This illustration of a violin by Nicolas Lupot was published in The Strad, February, 1971. The following text is extracted from the article accompanying the photographs:

This month we are able to publish photographs of a very handsome violin which is the sole work of Nicolas Lupot and bears the original label as follows:

Nicolas Lupot, Luthier rue Croix des petits-Champs, Á  Paris, l'an

The instrument, which is in an excellent state of preservation, has a jointed back, cut on the slab, of handsome curl of medium width, which slopes downwards from the centre, that of the sides similar and of the head less pronounced; the table of pine in one piece is of a fine grain on the right-hand side which broadens considerably on the left: the varnish of that beautiful soft quality, reddish orange in colour which Lupot reserved for his finest instruments. The button is in its original condition without an added edging of ebony.
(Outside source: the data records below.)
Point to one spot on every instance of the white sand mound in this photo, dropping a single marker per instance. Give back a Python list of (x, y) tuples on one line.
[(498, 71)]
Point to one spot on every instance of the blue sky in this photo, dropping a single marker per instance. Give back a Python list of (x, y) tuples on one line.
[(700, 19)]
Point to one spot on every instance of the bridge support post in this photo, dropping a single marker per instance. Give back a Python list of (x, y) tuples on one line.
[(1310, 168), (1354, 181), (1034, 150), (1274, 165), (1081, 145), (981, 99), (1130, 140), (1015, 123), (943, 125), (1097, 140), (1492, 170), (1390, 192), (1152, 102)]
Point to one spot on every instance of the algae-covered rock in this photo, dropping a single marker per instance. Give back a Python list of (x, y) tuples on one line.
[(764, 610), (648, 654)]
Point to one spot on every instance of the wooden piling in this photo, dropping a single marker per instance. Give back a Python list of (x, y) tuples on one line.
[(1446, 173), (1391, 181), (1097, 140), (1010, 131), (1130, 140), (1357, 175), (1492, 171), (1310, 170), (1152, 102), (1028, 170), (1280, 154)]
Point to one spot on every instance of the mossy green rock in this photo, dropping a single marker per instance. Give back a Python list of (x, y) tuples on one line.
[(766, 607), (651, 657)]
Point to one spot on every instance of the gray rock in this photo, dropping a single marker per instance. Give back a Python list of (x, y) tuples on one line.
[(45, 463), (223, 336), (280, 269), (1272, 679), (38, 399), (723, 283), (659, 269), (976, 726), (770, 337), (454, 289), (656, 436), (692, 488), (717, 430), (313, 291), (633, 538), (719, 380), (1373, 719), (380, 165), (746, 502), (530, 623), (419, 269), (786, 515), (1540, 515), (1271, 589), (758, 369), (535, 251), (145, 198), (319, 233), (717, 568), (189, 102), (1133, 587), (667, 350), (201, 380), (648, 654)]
The principal measurements are: Length of back 14 1/8; upper bouts 6 5/8 full; centre bouts 4 1/2; lower bouts 8 3/16 full; ribs 1 3/16 to 1 7/32. It is an exact copy of a violin by Stradivari of 1729. The block of wood from which Lupot cut the scroll was  too narrow to enable him to make it exactly the same measurements as that on the Stradivari and so he glued on a piece which on the finished scroll is so narrow as to be almost invisible. This is an indication of the care taken by Lupot to reproduce exactly the measurements of the violin he was copying.